Classes impacted by withdrawals

Enrollment dropped about 4% this year because students withdrew from at least one class, and data suggested it’s because of COVID-19.

This change is between March 12 through April 12 compared to last year when the drop in enrollment was at about 2%.

Dean of Institutional Effectiveness Amari Williams provided charts to compare dropped classes and how many students withdrew with an “Excused Withdrawal” (EW) since the transition announcement.

“What we’re seeing is that for many of the populations that are more vulnerable, they’re being impacted greater with the [COVID-19] crisis,” Williams said.

Williams said the 2% was used as a baseline for the comparison and is normal. He said these are students who choose to take a “W” in their courses.

Williams said the 4% comes from the average in the college that varies from each discipline.

For instance, he said enrollment in technical theater decreased by 44%. However, the discipline is smaller compared to English. Because it’s smaller, that means there is less enrollment and fewer classes offered.

To prepare to go to the summer and fall semesters, Williams and his team are looking at specific populations and the daily enrollment drops. They’re also trying to see if there is a trend in the drop in enrollment.

This year, of those who withdrew between March and April, an average of 43% were female, and 57% were male, according to the graphs. For ethnicity, 61% were underrepresented, and 39% were represented.

Of those same students, Williams said eligible Pell Grant students who withdrew were consistent to about 35% to 40%. Depending on the day, the number would sometimes reach up to 60%.

“This is not saying that 35% of our Pell-eligible students are dropping out,” Williams said. “That’s not what this means. It means ‘of’ all the drops.”

A different graph focused on non-eligible and eligible AB 540 students. Williams said there was a positive disproportion happening with the AB 540 students, whom the vast majority did not withdraw within the first two weeks of the announcement.

Of those who did drop, about 3% of them were AB 540 students, compared to non-AB 540 students.

Williams said that after spring break ended, the drops increased between March 27 through March 29.

“There are some days going into the beginning of the resumption of spring, where AB 540 students represented about 10% ‘of’ all the withdrawals that happened,” Williams said. “Then you go into spring and maybe they’re trying out, ‘How is this going for me? Am I adjusting to being in class online?’”

Williams said the data shows evidence that perhaps the online shift due to the COVID-19 pandemic is having an impact on vulnerable populations.

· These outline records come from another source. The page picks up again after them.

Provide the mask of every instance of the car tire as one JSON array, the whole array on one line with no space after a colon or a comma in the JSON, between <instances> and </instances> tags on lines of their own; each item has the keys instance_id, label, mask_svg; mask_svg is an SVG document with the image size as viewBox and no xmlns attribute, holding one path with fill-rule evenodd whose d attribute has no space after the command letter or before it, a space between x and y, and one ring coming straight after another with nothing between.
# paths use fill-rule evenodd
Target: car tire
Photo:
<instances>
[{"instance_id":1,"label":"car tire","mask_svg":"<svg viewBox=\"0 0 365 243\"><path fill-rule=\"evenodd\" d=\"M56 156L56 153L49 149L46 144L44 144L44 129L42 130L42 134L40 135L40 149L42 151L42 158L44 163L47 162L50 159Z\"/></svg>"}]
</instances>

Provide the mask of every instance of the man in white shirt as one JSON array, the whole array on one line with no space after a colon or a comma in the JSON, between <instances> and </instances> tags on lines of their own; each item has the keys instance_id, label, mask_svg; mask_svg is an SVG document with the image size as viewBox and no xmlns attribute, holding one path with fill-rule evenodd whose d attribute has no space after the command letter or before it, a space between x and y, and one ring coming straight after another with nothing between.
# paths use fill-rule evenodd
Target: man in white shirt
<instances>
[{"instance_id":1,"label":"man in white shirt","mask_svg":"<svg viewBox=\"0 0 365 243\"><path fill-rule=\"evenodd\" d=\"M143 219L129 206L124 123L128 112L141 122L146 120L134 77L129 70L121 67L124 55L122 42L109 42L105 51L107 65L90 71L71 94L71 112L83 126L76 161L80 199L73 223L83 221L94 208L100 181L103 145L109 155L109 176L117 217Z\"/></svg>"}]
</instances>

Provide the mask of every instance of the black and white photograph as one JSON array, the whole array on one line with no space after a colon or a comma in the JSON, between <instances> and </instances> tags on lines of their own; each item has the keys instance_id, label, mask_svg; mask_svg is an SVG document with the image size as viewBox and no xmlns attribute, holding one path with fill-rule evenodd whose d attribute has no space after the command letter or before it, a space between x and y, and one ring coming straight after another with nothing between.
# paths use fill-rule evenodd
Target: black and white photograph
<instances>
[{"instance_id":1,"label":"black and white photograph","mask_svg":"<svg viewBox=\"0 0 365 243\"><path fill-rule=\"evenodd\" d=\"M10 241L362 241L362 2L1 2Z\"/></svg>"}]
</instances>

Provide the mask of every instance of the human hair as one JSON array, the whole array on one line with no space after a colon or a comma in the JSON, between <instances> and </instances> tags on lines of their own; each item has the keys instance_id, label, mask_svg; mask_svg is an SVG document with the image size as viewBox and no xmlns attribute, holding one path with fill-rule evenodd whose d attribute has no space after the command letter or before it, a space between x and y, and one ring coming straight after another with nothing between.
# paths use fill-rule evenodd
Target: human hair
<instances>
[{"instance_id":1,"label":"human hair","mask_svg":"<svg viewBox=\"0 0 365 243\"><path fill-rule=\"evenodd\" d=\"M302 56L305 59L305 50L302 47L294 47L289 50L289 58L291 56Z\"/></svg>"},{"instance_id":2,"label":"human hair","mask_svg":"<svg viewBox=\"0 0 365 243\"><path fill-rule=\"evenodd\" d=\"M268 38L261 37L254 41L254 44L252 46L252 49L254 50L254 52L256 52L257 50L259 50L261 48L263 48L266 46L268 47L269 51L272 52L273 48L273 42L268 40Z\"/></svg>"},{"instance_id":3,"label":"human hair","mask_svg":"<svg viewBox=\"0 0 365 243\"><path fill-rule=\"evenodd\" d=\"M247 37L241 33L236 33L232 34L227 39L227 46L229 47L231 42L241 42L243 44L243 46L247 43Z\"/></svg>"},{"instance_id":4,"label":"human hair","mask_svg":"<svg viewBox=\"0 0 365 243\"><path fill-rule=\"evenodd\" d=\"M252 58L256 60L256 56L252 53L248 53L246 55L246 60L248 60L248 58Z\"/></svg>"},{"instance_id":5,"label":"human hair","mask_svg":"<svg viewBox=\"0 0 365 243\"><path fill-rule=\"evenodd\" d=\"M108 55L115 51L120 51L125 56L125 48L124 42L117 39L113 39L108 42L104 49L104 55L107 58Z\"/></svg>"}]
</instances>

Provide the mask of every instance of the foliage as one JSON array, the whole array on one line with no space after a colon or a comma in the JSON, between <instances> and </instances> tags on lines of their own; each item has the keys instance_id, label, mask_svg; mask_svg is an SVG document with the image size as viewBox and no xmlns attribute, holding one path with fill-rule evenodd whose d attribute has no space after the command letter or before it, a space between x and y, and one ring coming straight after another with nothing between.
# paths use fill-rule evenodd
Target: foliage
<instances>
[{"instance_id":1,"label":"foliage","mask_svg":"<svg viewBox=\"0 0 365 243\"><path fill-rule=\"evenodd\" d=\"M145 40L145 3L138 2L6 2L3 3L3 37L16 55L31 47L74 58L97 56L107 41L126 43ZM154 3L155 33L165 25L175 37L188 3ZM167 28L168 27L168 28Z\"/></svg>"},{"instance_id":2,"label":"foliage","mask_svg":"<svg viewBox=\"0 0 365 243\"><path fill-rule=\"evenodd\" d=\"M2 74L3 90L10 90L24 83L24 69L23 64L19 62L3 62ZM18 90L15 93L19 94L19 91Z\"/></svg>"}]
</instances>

Williams advised students to speak to their counselor if they are thinking of withdrawing from at least one of their classes or are considering switching to a “Pass/ No Pass” grade basis.

“If you are looking to transfer, speak with the college you’re transferring to. Run whatever you’re considering, withdrawing or changing to a ‘Pass/No Pass,’ by both of those areas,” Williams said. “So your counselor in your transfer school, by them first before you make a decision because you have the time. You still have several more weeks to make that decision.”

The last day to withdraw with an “EW” or petition a class to a “Pass/No Pass” is May 10.